Pink Saturday is the Castro street party that happens on the night before the main Pride festival and is organized by the Sisters of Perpetual Indulgence. Donations are also suggested, but not required, for that event.
In a Facebook post early Tuesday, July 2, Broberg said, "I am angry that people who have no respect for us or our community's values would bring their violence and thuggish ways and cause pain, harm, and fear. Why do we tolerate this? Why do we allow this to occur? Year after year it continues without being addressed."
Broberg also said Monday he was "very disappointed" in the lack of response from Pride CEO Earl Plante and board President Lisa Williams to the men being shot.
As of late Monday night, Pride still had not issued any statement about the incident, and unlike gay San Francisco Supervisor Scott Wiener, main stage producer Audrey Joseph, parade manager Marsha Levine, and three Pride board members, Plante had not visited the hospital Sunday, Broberg said.
"Words don't describe how I'm feeling right now," he said. "I'm so angry ... [Plante] couldn't even pick up a phone to find out what was going on."
The day after the Bay Area Reporter contacted Plante and Williams, Plante emailed a statement that said, in part, that the Pride Committee "wants to assure the vendors and their families that they have our support. The ability to hold our annual celebration would not be possible without the hard work of and the important partnership with our vendors. Their safety and welfare remains a priority. Our hearts go out to them for this terrible incident caused by the unidentified perpetrators."

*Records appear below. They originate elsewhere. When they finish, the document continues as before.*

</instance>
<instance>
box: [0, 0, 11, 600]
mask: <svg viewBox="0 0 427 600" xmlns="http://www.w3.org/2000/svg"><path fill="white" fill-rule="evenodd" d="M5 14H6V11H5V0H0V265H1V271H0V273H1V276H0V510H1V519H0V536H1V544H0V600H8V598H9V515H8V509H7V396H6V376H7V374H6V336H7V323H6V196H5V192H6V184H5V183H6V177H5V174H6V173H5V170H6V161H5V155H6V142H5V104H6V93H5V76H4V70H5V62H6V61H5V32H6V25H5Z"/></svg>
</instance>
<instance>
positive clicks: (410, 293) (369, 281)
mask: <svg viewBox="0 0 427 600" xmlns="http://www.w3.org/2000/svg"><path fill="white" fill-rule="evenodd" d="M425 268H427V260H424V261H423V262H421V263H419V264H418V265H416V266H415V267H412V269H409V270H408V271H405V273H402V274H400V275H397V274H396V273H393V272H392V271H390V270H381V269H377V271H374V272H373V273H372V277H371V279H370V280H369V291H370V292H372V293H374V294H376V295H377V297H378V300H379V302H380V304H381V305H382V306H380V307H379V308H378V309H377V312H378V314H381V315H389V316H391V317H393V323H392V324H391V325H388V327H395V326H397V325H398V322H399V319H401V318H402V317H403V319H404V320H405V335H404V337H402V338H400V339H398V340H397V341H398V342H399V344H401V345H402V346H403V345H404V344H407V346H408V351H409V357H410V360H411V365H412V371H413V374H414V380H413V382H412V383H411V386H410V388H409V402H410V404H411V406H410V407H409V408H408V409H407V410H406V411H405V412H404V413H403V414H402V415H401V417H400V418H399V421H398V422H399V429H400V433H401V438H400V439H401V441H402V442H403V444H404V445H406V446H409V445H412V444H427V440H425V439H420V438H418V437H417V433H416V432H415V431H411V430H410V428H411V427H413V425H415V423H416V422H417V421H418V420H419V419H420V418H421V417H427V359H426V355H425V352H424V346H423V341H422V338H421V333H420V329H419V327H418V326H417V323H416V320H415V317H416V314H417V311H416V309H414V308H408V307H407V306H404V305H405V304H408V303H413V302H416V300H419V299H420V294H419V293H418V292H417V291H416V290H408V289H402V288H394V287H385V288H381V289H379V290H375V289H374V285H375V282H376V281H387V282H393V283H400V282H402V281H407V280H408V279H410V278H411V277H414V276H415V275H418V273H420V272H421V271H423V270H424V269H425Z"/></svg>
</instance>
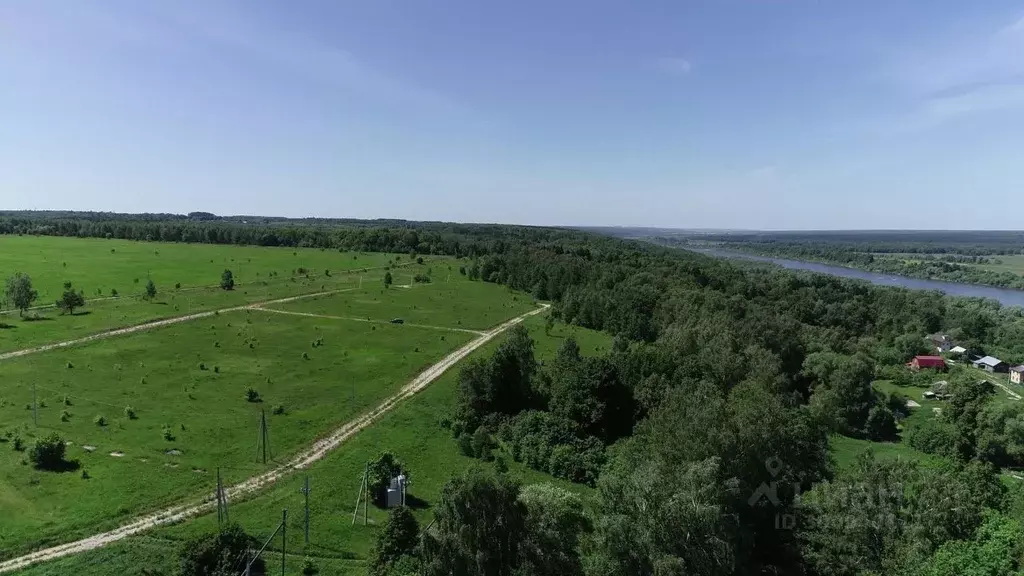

"[W]e are working with SFPD to do all we can to make sure those responsible for the injury and harm to our two vendors are caught," the statement read. "We are unaware if those responsible were members of the LGBT community, participants in our celebration in any way or if they even attended the Pride Celebration. ... At the close of a week where the LGBT community has had such tremendous victories, we are saddened that such a senseless and selfish act has occurred to diminish even one moment of our celebration."
As of Monday, there had been no arrests in the case. Toomer indicated the gunman was last seen running on Larkin. He described the suspect as a black male of unknown age, wearing a black, hooded sweatshirt.
Toomer said last week that police would probably place a surveillance camera in the festival area. Responding to an emailed question Monday about whether footage of the shooting had been captured, Toomer said, "The inspectors always canvass the area for surveillance cameras and witnesses. It is unknown if any were located. Even so, the information would not be released as it might jeopardize the investigation."
Police also reported several other incidents that occurred near the Pink Saturday and Pride events that mostly occurred after official events had ended each night.
According to Toomer, at 5:15 p.m. Saturday, June 29 multiple gunshots were fired on the 1000 block of Market Street, near Jones.
One man, age 20-30, suffered non life-threatening injuries to his head after being hit by shrapnel and was taken to San Francisco General. Police didn't know if he was the intended target, Toomer said.
A man in his 20s was arrested but not booked, so as of Monday police weren't releasing his name.
At 1:25 a.m. Sunday on the 2100 block of Market, near Church Street, a woman, 20, approached another woman, 25, to ask for a date, according to a police summary.
A man in his 20s who was with the second woman told the victim "that they would all three have to date," police said, but the victim refused the offer.
The 25-year-old woman punched the victim. The man accompanying the suspect punched the man who was with the victim "several times in the head," and robbed him of his wallet, money, and identification, police reported.
The male victim, who had lost consciousness before being robbed, was taken to St. Luke's Hospital with non-life-threatening injuries.